Probably so. Rodeo is about 40 pounds and eats 14 oz a day. Any more than that and she gets chubby fast. I'm jealous that I didn't think to name a dog Eevee though


----------



## liquid (Dec 28, 2011)

Rodeo said:


> Probably so. Rodeo is about 40 pounds and eats 14 oz a day. Any more than that and she gets chubby fast. I'm jealous that I didn't think to name a dog Eevee though


How old is Rodeo?
Haha thanks, I love the name Eevee! I think it suits her well, she looks just like a fox. :wink:
At the shelter her original name was Zelda. After we renamed her, my friends laughed at how I went from "one dorky name to another" lol!


----------



## Rodeo (Sep 11, 2011)

liquid said:


> How old is Rodeo?
> Haha thanks, I love the name Eevee! I think it suits her well, she looks just like a fox. :wink:
> At the shelter her original name was Zelda. After we renamed her, my friends laughed at how I went from "one dorky name to another" lol!

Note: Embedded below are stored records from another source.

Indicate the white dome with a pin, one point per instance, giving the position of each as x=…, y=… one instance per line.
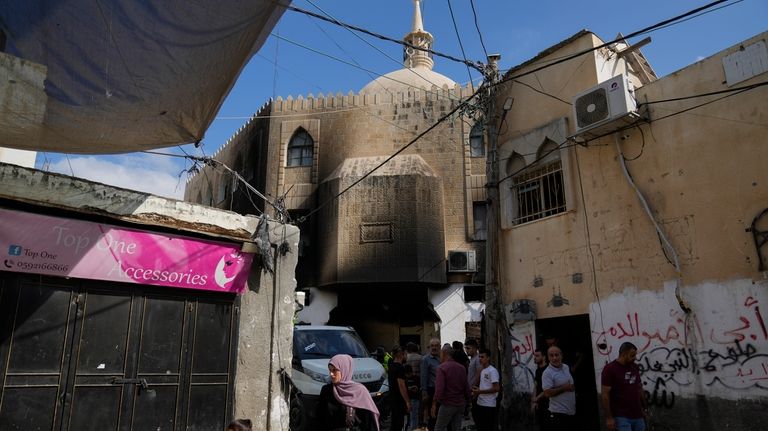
x=400, y=81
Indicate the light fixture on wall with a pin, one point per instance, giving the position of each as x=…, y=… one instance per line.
x=557, y=299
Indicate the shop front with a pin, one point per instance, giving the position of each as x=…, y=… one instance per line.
x=106, y=327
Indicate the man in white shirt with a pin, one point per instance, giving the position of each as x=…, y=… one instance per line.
x=485, y=392
x=557, y=383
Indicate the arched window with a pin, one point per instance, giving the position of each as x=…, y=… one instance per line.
x=301, y=149
x=476, y=142
x=538, y=191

Rodeo is a few days shy of 14 months. Eevee does suit her.. and it was my favorite pokemon :tape: She's the first dog I've seen here with ears that rival Rodie's haha.


----------



## liquid (Dec 28, 2011)

Rodeo said:


> Rodeo is a few days shy of 14 months. Eevee does suit her.. and it was my favorite pokemon :tape: She's the first dog I've seen here with ears that rival Rodie's haha.

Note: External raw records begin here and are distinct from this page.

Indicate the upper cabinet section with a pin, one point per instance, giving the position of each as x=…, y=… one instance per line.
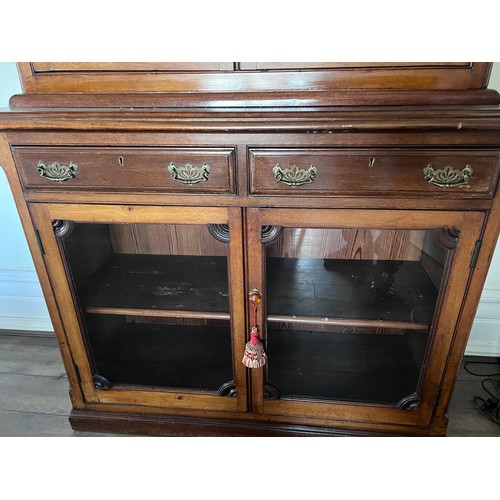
x=250, y=76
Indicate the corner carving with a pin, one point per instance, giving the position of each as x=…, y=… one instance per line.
x=63, y=228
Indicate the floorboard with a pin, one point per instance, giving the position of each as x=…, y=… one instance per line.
x=34, y=397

Ah, I think after 12 months Eevee is supposed to eat a lot less. The meal calculator I used was: Totally Raw Natural Dog Food Meal Calculator 
LOL it was my favorite pokemon too! Oh gosh. Her ears are huge and they move around in the coolest way. I dont know how to even describe it :lol:

I weighed Eevee and the scale's reading 40lbs.  What have I done?!


----------



## Caty M (Aug 13, 2010)

I know what you mean about not needing a lot of raw food.. Tess gets 1-1.2lb per day, a bit less if it's something like beef heart.. but she only weighs 10lb! Mr Bishop weighs 18lb and only gets around 1/2lb.. and Miss Willow who is almost 70lb needs to lose a lot and will only be getting 1/2lb.. doesn't seem like a lot!


----------



## AveryandAudrey (Sep 20, 2010)

Everytime I see her I get sad because she looks so much like my dog I grew up with. she's so beautiful. Sorry for my sob story but I'm tearing up. Anyways, I think she looks pretty good, I think DaneMama has it right, just reduce a little food but she looks beautiful. Her coat is very nice.


----------



## xellil (Apr 4, 2011)

liquid said:


> I weighed Eevee and the scale's reading 40lbs.  What have I done?!


Haha. My Dobie gained nine pounds in the first 8 days or so on raw. I was giving him, oh, maybe 3 pounds a day more than he needed.


----------



## DaneLover228 (Nov 29, 2011)

I think it would probably be okay to cut her food back a little bit. She is eating the same amount as Monty and he weighs 90lbs. He gained weight quickly on raw as well. He's gained 10lbs since we started in December.


----------



## liquid (Dec 28, 2011)

AveryandAudrey said:


> Everytime I see her I get sad because she looks so much like my dog I grew up with. she's so beautiful. Sorry for my sob story but I'm tearing up. Anyways, I think she looks pretty good, I think DaneMama has it right, just reduce a little food but she looks beautiful. Her coat is very nice.


Aww, I dont know what to say. Eevee thanks you for the compliment. :redface:


xellil said:


> Haha. My Dobie gained nine pounds in the first 8 days or so on raw. I was giving him, oh, maybe 3 pounds a day more than he needed.


LOL, how did you get it all off? Im guessing you got a scale by the 9th day eh? :wink:


DaneLover228 said:


> I think it would probably be okay to cut her food back a little bit. She is eating the same amount as Monty and he weighs 90lbs. He gained weight quickly on raw as well. He's gained 10lbs since we started in December.


Yeah, she was getting 16oz in the morning and 16oz at night. Right now I reduced her meals to 14oz and 15oz, I'm going to work on getting her morning meal down lower. I like feeding her a large meal at night so it holds her over until morning without pukes. Monty is an adult, right? I was under the impression that puppies ate more % of their body weight since they were growing.


----------